The nuanced specifics here are important. Last year Sky and Universal Music proudly announced a music JV. Details were scarce in the extreme but the strategic ambition was bold. Sky has since then not been able to add any of the other 3 majors onto the JV roster. Part of this may well relate to the other majors getting increasingly narked about UMG’s highly proactive (even aggressive) digital strategy. But more broadly it talks to the fact that there is a lot of distance between what Sky wants to be able to offer its customers and what the labels feel they can provide for the financial terms Sky are willing to consider. This follows on the heels of Virgin Media dropping pursuit of PlayLouder’s MSP offering due to label concerns and also 7Digital so far failing to get any ISP to take up their white label offering.

The root of the problem is that the ISPs want to offer consumers more content and flexibility for less money (and pay the labels less) than the labels are willing to countenance.

But most UK ISPs have good reason for having high demands, as do many other continental European ISPs. They’ve been burnt once, launching poorly featured, weakly differentiated services near the turn of the century. Their inadequacies (and the subsequent failures) weren’t the fault of the ISPs per se, rather they were products of their time, restricted to the terms that the major record labels were willing to countenance back then. (e.g. 99 cents downloads that could only be played on your computer)

Apple changed the rules of the game and the failings of the ISP services were only accentuated.
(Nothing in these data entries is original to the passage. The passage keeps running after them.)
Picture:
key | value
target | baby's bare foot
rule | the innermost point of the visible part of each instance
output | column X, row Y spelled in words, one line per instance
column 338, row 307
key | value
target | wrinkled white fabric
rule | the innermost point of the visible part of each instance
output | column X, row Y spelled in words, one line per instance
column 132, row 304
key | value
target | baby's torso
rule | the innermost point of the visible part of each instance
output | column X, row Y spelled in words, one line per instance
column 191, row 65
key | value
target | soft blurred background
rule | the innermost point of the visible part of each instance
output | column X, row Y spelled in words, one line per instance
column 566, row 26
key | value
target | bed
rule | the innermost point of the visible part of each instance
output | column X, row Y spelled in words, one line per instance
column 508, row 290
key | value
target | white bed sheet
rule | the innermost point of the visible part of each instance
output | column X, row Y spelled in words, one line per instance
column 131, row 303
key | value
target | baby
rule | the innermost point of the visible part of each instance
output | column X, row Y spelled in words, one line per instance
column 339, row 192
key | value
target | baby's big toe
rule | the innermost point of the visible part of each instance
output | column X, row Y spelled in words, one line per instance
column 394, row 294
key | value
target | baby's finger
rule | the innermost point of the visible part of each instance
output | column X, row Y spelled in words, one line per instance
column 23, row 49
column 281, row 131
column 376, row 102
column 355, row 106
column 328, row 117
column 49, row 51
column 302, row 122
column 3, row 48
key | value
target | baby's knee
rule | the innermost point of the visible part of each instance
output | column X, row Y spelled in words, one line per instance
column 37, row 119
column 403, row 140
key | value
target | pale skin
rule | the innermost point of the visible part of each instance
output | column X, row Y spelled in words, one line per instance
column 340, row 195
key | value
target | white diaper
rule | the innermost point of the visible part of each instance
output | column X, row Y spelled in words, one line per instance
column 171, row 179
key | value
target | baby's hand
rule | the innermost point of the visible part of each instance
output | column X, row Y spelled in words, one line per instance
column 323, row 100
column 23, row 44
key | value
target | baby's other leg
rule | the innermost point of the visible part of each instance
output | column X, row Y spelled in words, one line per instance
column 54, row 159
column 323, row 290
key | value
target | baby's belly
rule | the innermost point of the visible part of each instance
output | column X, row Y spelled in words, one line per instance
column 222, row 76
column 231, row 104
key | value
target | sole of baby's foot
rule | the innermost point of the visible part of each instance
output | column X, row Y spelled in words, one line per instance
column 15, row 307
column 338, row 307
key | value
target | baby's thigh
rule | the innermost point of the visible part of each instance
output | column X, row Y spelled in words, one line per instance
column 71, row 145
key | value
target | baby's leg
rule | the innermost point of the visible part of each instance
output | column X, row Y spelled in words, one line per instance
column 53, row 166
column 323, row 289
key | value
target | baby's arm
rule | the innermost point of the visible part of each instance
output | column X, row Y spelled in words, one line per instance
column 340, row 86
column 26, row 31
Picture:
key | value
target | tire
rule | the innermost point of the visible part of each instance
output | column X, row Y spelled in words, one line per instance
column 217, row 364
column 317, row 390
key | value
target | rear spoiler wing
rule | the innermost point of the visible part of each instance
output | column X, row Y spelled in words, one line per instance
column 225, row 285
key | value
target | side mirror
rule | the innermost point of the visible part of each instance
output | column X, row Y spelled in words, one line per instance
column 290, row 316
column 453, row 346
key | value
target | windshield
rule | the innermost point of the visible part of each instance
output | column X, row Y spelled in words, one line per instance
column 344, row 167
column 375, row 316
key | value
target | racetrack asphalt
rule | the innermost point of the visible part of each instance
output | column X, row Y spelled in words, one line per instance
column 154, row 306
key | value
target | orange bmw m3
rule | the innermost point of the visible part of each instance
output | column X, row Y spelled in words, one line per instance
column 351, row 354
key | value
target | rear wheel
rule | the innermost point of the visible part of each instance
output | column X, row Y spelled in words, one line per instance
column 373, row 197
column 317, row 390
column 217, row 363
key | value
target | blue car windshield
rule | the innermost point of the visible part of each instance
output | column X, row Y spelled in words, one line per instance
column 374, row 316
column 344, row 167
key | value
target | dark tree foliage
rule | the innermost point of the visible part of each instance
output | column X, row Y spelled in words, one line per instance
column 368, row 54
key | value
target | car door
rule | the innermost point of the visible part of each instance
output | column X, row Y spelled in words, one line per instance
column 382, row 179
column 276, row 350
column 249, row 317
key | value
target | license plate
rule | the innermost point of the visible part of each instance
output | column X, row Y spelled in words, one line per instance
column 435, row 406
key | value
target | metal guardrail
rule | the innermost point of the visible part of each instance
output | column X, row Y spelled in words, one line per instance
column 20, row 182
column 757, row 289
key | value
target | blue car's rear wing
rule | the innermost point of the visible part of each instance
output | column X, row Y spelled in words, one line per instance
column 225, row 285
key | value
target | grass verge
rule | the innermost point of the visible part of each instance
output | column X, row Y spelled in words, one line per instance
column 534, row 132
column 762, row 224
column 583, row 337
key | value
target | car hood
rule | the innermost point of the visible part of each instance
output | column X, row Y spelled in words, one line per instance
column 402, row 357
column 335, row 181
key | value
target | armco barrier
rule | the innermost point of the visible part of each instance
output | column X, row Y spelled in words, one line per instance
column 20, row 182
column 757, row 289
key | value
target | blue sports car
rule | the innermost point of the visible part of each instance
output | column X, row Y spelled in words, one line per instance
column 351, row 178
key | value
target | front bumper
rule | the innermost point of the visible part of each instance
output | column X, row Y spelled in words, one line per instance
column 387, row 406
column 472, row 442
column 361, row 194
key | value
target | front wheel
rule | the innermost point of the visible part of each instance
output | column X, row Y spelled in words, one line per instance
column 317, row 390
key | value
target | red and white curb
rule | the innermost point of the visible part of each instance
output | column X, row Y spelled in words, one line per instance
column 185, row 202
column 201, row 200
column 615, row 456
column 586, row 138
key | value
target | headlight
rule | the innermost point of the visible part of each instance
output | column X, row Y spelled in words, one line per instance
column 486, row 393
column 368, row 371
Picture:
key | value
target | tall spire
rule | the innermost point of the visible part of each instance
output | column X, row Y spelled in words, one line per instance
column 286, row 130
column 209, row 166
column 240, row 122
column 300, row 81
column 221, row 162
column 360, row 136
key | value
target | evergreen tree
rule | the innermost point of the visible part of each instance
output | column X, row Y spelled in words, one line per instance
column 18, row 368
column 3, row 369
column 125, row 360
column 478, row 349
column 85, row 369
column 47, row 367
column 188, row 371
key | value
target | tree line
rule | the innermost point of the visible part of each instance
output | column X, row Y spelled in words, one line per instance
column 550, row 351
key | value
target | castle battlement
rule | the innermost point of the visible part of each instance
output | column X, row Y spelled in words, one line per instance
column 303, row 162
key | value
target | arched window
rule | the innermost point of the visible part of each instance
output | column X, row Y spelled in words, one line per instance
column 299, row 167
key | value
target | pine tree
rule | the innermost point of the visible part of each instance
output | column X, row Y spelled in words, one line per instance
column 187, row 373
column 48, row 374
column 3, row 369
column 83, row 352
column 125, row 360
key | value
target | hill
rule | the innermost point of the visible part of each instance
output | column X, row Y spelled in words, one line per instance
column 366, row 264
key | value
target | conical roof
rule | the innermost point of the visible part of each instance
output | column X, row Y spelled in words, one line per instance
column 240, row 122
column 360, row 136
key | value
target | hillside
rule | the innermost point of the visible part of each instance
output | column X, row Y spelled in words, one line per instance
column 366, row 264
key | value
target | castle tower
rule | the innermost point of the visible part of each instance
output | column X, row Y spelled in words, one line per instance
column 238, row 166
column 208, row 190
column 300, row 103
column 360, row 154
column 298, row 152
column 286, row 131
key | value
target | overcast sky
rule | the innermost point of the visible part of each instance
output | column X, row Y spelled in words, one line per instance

The ISPs know now that if they get back in the game they have to be differentiated and be able to compete with Apple. But they also know that most of their file sharing subscribers are unlikely to be able or willing to pay much either. So the ISPs want compelling (ideally MP3) services that cost little or nothing to consumers. The labels business models can’t support that model without the ISPs picking up a lot of the cost, which they can’t afford to do due to falling broadband ARPU.

So we’re in a stalemate that nobody really expected to be in. (Indeed back in the summer of last year BMR CEO Feargal Sharkey said he expected to have something to announce “within a matter of weeks”). The labels thought the ISPs would lap up what they had to offer, and the ISPs thought they’d get more. The record labels are not about to change the fundamentals of how they value their IP, but there are some viable mid term compromises that can get us out of this malaise:

  • A series of Joint Ventures: MySpace have created a blue print for using this approach to get favourable licensing terms to deliver free music that wouldn’t have been financially viable otherwise. And the labels get lots of potential upside and to extend their role in the value chain. JVs would bind the ISPs and labels closer together, create common purpose and engender greater strategic flexibility.
  • Focus on free, not MP3: the success of Spotify has shown that MP3 isn’t everything. Free music streaming with good catalogue and easy to use UI is actually a winning formula. The business case for hiding the cost of a streaming service in the access subscription is a lot stronger than for MP3 downloads
  • Leverage all elements of the multiplay: ISPs typically have multiple products (TV, mobile etc.). Fully leverage these. Creating a compelling music offering means going beyond a balkanized online vs mobile vs TV strategy. Fully integrate and actually drive other business areas in the process e.g. extending a streaming music offering to mobile via an on-handset app will drive mobile data usage

Time is of the essence: every day that goes by, file sharing grows in popularity and becomes more entrenched. So agreeing on intermediate solutions with a view to a longer term roadmap is far favourable to stalling until the perfect solution can be agreed upon.